Steps to Reproduce the Problem

  1. Tekton deployed on AWS EKS
  2. Tekton running at least 0.55.0
  3. Image is available in private ECR repository
  4. Nodes have required IAM policies attached to pull from private ECR repositories
  5. Apply a TaskRun that references Task having a step with image from private ECR repository

Additional Info

Discussion on Slack: https://tektoncd.slack.com/archives/CJ62C1555/p1708526794010999
Tekton is installed via Tekton Operator with this configuration, but operator doesn't seem to have impact for this error:

apiVersion: operator.tekton.dev/v1alpha1
kind: TektonConfig
metadata:
  name: config
spec:
  profile: lite
  targetNamespace: tekton-pipelines
  config:
    nodeSelector:
      kubernetes.io/os: linux
    priorityClassName: system-cluster-critical
  chain:
    disabled: true
  pipeline:
    enable-api-fields: alpha
    enable-tekton-oci-bundles: true
    disable-affinity-assistant: true
  • Kubernetes version:
EKS 1.28
@wilstdu wilstdu added the kind/bug Categorizes issue or PR as related to a bug. label Feb 22, 2024
@afrittoli
Copy link
Member

Thanks @wilstdu for reporting this.
I looked for changes in v0.55 that could have caused this change in behaviour, but nothing stood out for me.
@vdemeester @imjasonh do you have any idea about what might have broken this behaviour?

@vdemeester
Copy link
Member

Essentially, the pipeline controller pod doesn't have the rights to fetch the images — really the image configuration — not the entrypoint.

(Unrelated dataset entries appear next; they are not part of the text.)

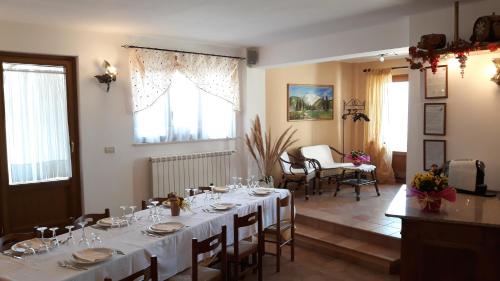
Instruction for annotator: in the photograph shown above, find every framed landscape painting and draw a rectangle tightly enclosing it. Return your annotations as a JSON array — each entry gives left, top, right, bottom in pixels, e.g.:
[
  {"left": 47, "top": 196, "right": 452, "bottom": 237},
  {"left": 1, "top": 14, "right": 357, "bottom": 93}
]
[{"left": 287, "top": 84, "right": 333, "bottom": 121}]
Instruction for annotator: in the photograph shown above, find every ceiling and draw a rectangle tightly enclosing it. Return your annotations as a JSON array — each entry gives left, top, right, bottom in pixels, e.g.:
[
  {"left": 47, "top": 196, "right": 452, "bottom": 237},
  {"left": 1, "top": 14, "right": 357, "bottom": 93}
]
[{"left": 0, "top": 0, "right": 472, "bottom": 47}]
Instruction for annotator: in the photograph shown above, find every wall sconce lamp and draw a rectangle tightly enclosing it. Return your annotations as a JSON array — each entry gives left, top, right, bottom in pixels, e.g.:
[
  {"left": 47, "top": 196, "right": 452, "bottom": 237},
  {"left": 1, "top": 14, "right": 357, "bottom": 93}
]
[
  {"left": 491, "top": 58, "right": 500, "bottom": 85},
  {"left": 94, "top": 60, "right": 117, "bottom": 92}
]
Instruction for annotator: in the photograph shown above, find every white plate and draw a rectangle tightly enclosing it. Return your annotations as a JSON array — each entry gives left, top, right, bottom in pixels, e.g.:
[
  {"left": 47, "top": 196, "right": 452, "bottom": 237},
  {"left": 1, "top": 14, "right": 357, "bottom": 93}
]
[
  {"left": 73, "top": 248, "right": 115, "bottom": 265},
  {"left": 10, "top": 238, "right": 54, "bottom": 253},
  {"left": 212, "top": 203, "right": 236, "bottom": 211},
  {"left": 149, "top": 222, "right": 184, "bottom": 234}
]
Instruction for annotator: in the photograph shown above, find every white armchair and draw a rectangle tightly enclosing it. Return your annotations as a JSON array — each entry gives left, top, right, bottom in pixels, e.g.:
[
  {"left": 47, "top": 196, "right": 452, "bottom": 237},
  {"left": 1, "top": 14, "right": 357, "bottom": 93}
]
[{"left": 300, "top": 145, "right": 354, "bottom": 195}]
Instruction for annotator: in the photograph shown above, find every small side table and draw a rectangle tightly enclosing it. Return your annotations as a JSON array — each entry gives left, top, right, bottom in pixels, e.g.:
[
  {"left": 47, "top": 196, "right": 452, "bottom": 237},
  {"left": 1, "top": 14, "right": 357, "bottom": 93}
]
[{"left": 333, "top": 164, "right": 380, "bottom": 201}]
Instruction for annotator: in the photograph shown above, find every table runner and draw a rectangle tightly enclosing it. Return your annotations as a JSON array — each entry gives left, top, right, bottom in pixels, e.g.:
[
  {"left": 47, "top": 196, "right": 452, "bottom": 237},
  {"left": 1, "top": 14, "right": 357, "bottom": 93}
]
[{"left": 0, "top": 188, "right": 290, "bottom": 281}]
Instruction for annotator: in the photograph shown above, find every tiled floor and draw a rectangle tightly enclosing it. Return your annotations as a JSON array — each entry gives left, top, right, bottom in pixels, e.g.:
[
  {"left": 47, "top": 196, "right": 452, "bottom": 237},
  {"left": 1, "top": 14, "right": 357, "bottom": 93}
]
[
  {"left": 295, "top": 182, "right": 401, "bottom": 238},
  {"left": 244, "top": 247, "right": 399, "bottom": 281}
]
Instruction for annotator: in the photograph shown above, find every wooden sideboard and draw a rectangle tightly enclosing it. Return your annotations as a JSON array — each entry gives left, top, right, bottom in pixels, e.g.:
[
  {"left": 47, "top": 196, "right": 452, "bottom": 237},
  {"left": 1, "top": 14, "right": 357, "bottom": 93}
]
[{"left": 386, "top": 186, "right": 500, "bottom": 281}]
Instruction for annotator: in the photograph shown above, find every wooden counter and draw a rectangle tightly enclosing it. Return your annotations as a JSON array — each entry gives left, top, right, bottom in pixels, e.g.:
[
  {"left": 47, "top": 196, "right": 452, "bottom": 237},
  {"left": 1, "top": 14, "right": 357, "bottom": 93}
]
[{"left": 386, "top": 186, "right": 500, "bottom": 281}]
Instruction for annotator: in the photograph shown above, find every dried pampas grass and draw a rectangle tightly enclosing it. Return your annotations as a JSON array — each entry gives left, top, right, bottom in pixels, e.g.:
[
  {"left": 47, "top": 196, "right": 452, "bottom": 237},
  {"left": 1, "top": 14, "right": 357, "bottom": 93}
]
[{"left": 245, "top": 115, "right": 297, "bottom": 178}]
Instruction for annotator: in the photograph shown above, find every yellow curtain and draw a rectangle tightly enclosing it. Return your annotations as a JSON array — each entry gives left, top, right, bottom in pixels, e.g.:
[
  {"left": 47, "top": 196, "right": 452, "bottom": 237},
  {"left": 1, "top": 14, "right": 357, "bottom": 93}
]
[{"left": 364, "top": 69, "right": 394, "bottom": 183}]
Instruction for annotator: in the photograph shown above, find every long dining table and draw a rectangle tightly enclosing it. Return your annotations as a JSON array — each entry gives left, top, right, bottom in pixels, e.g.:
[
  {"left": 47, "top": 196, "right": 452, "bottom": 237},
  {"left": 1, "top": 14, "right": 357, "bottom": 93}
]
[{"left": 0, "top": 188, "right": 291, "bottom": 281}]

@wilstdu what previous version was it working ? 0.54, or even previously ? Also, does it still not work with 0.56 or 0.57 ?

@wilstdu
Copy link
Contributor Author

wilstdu commented Feb 22, 2024

@vdemeester, I was upgrading Tekton pipelines from v0.44.0 to v0.56.1.
I checked multiple Tekton Pipeline versions in between, and the last working one was 0.54, with 0.55 entry point retrieval no longer works. The only different thing in my setup was tekton-pipelines pod running different version - everything else stayed the same.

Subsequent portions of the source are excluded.